Study documents impacts of selective logging on Congo's intact forest landscapes

July 15, 2019

BRAZZAVILLE, Republic of Congo (July 15, 2019) - A new study says that the tropical forests of Western Equatorial Africa (WEA) - which include significant stands of Intact Forest Landscapes (IFLs) - are increasingly coming under pressure from logging, poaching, and associated disturbances.

The tropical forests of WEA are comprised of significant stands of IFLs, which are forest and associated mosaics lacking overt human disturbance such as infrastructure. The vast majority of IFLs found in the Republic of Congo are located in the north of the country, which is also inhabited by extraordinary biodiversity, including chimpanzees (Pan troglodytes troglodytes) and western lowland gorillas (Gorilla gorilla gorilla). Forests of northern Congo are also comprised of timber-rich stands, the exploitation of which is a big driver of the region's economy and development.

Publishing in the journal Frontiers in Forests and Global Change, researchers from Lincoln Park Zoo, Wildlife Conservation Society (WCS), and Washington University in St. Louis, found that logging road construction had accelerated over the last two decades and has led to a dramatic decline of IFLs. Increased human immigration and degradation of natural resources follows in the wake of such road expansion.

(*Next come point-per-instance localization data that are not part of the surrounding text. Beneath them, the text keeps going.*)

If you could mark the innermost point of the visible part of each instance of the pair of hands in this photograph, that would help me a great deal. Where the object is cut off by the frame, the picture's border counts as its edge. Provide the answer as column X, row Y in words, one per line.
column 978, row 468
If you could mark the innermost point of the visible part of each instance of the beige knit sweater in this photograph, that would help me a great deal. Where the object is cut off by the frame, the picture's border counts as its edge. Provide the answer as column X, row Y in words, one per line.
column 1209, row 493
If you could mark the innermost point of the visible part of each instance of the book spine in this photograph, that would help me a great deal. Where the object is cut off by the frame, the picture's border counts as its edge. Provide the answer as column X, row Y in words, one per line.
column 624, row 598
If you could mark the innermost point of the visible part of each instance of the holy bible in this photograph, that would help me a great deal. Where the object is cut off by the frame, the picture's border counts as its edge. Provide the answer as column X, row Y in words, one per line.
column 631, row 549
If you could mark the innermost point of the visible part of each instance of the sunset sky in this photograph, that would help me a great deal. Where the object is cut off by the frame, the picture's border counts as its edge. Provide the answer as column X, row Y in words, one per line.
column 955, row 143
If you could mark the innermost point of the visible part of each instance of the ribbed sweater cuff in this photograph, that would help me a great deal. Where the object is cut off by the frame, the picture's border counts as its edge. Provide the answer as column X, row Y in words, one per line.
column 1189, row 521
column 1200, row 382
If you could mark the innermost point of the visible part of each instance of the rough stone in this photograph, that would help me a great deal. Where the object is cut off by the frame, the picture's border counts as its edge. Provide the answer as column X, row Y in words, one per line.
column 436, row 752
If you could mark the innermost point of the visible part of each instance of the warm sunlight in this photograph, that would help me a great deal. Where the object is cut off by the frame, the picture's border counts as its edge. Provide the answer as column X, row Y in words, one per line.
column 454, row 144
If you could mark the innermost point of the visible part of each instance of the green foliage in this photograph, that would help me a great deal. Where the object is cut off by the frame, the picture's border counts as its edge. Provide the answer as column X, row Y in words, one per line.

The researchers, together with Park authorities, documented the first instances of elephant poacher incursions in Goualougo Triangle region of Nouabalé-Ndoki National Park (NNNP) - considered the most pristine block of rainforest remaining in the entire Congo Basin. This coincided with the arrival of roads and active logging in adjacent forest. Increased access to IFLs that facilitates illegal hunting raises concern and increases challenges for authorities tasked with protecting wildlife across WEA.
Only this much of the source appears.